Hay palabras que se convierten en brújula. Biofilia es una de ellas. No es un término de moda, aunque hoy lo parezca. Nació en los años 70 de la mano del psicoanalista Erich Fromm, quien la definió como «el amor apasionado por la vida y todo lo que está vivo». Un amor que puede dirigirse a una persona, a un árbol o, incluso, (por extraño que suene) a una idea. Más tarde, el biólogo Edward O. Wilson, padre de la sociobiología moderna, recogió el término para llevarlo más lejos: «La biofilia es una inclinación innata del ser humano a buscar conexión con la vida y los procesos naturales».
Y es que, aunque lo olvidemos a diario, somos criaturas biológicas viviendo en un planeta vivo. Esta idea no es romántica ni ideológica, es una constatación evolutiva. Millones de años nos han formado en contacto íntimo con la naturaleza. Sin embargo, en apenas unas décadas, la mayoría de los seres humanos hemos pasado a habitar paisajes artificiales: ciudades asfaltadas, oficinas con luz fluorescente, viviendas selladas como cápsulas. La naturaleza, que antes nos envolvía, hoy apenas se intuye por la ventana, y solo si hay suerte.
Numerosos estudios científicos lo confirman: el contacto con lo natural mejora la salud mental, reduce el estrés, acelera la recuperación tras una operación, disminuye la violencia urbana y fomenta el bienestar general. Incluso una simple vista a un jardín desde la cama de un hospital puede hacer que un paciente necesite menos analgésicos y se recupere más rápido.
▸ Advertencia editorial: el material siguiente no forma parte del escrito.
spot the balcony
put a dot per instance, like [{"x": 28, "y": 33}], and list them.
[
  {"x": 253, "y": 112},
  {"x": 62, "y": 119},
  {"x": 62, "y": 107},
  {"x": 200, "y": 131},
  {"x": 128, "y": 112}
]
Pero nuestras ciudades, diseñadas a menudo desde la lógica del tráfico, la especulación o la rentabilidad del suelo, no parecen haber tomado nota.
Es cierto que la arquitectura ha empezado a hablar en clave verde. Términos como eficiencia energética, materiales sostenibles o edificios inteligentes abundan en discursos y memorias de proyectos. Pero muchos de estos enfoques siguen centrados más en la tecnología que en la biología, más en el consumo de energía que en la experiencia humana. ¿Dónde queda nuestra necesidad ancestral de sombra, de agua, de texturas irregulares, de viento entre las hojas?
Aquí entra en juego un concepto más profundo: el diseño biofílico. No se trata solo de colocar una planta en una esquina o la foto de un bosque en la pared. Hablamos de integrar lo vivo en lo construido, de diseñar espacios que hablen el lenguaje de la naturaleza: formas curvas, luz cambiante, sonidos naturales, presencia de agua, materiales que envejecen con dignidad. Una arquitectura que no simule la vida, sino que conviva con ella.
Este enfoque aún es joven y necesita validarse más allá de las modas. Pero ya existen evidencias sólidas de sus beneficios. No solo en hospitales, sino también en escuelas, oficinas, viviendas y espacios públicos. Edificios que incorporan elementos biofílicos no solo aumentan el confort de sus usuarios, sino que mejoran el rendimiento laboral, reducen las bajas por enfermedad y aumentan la creatividad. Un buen diseño puede ser una vacuna silenciosa contra la alienación urbana.
El gran reto está en ir más allá del gesto decorativo o del marketing. La biofilia no puede reducirse a una tendencia estética, ni convertirse en excusa para encarecer proyectos con greenwashing. Lo biofílico, si es auténtico, implica repensar la relación entre lo humano y lo no humano, entre lo urbano y lo vivo. Y eso supone cambios políticos, técnicos y culturales.
No se trata de volver a vivir en cuevas ni demonizar las ciudades. Se trata de recordar que los humanos somos más felices, y más sanos, cuando hay vida a nuestro alrededor. Que el asfalto no borra el instinto.
En el fondo, no diseñamos solo espacios, diseñamos maneras de habitar el mundo. Y quizás ha llegado el momento de hacerlo con algo más de humildad biológica.